Segundo Glacialdo Ferreira, ele está reunido com secretários e conselheiros, com a finalidade de encontrar uma saída legal. “Desde terça-feira que eu não durmo. Estou tentando remanejar os funcionários e correndo com tudo para amenizar o prejuízo”. O prefeito ainda lembrou o tempo que leva um processo de contratação, que exige perícia médica e apresentação de documentos, e pode atrasar a volta da normalidade de operação do serviço público.

Entre as determinações do MP, a realização de concurso público para preenchimento das vagas remanescentes nos quadros da administração pública e a dispensa, em até seis meses, de todos os agentes públicos contratados. De acordo com o MP, em 2011, o Tribunal de Contas de Minas Gerais (TCE) suspendeu a realização do concurso em razão de inconsistências no edital, e o processo está suspenso até agora. A promotora Mirella Vieira entendeu que o município não tomou nenhuma providencia para seu restabelecimento, “o que deixa claro a conveniência da administração em manter as contratações irregulares”.

Sabará aguarda votação de projeto na Câmara

O município de Sabará, na Região Metropolitana de Belo Horizonte, passa por uma situação semelhante à de Esmeraldas. No final do mês passado, foi anunciada a demissão de cerca dois mil funcionários em cumprimento de uma ação judicial, conforme confirmado na época pelo próprio prefeito, Diógenes Fantini (PMDB), ao Hoje em Dia.
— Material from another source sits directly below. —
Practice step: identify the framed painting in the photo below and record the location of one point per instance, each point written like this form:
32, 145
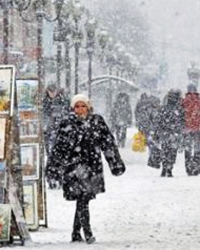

As demissões foram consequência do descumprimento de um Termo de Ajuste de Conduta (TAC) firmado pelo prefeito em exercício em 2010, William Borges (PV), com o Ministério Público.

No entanto, nessa sexta-feira (1º), Diógenes Fantini negou as demissões e afirmou que as providências estão sendo tomadas.

“Não demitimos ainda. Encaminhamos um projeto de lei para Câmara Municipal para que um novo concurso seja feito. Vamos abrir 772 vagas”, contou.

Segundo prefeito, apesar de ainda não ter preenchido todos os cargos, ele assegura que nenhum serviço deixou de ser prestado.

“Está tudo funcionando. Nenhum aluno irá ficar sem aula e nenhum centro de saúde será fechado”, afirmou o prefeito.

De acordo com a promotora Marise Alves da Silva, porém, houve algumas reclamações de alunos sem aulas em escolas municipais.

“Caso algum aluno seja prejudicado, o prefeito responderá por improbidade administrativa. Por enquanto, não posso exigir nada, conheço a burocracia para o ingresso no serviço público e por isso darei até um mês para que ele possa se organizar”, ponderou a promotora.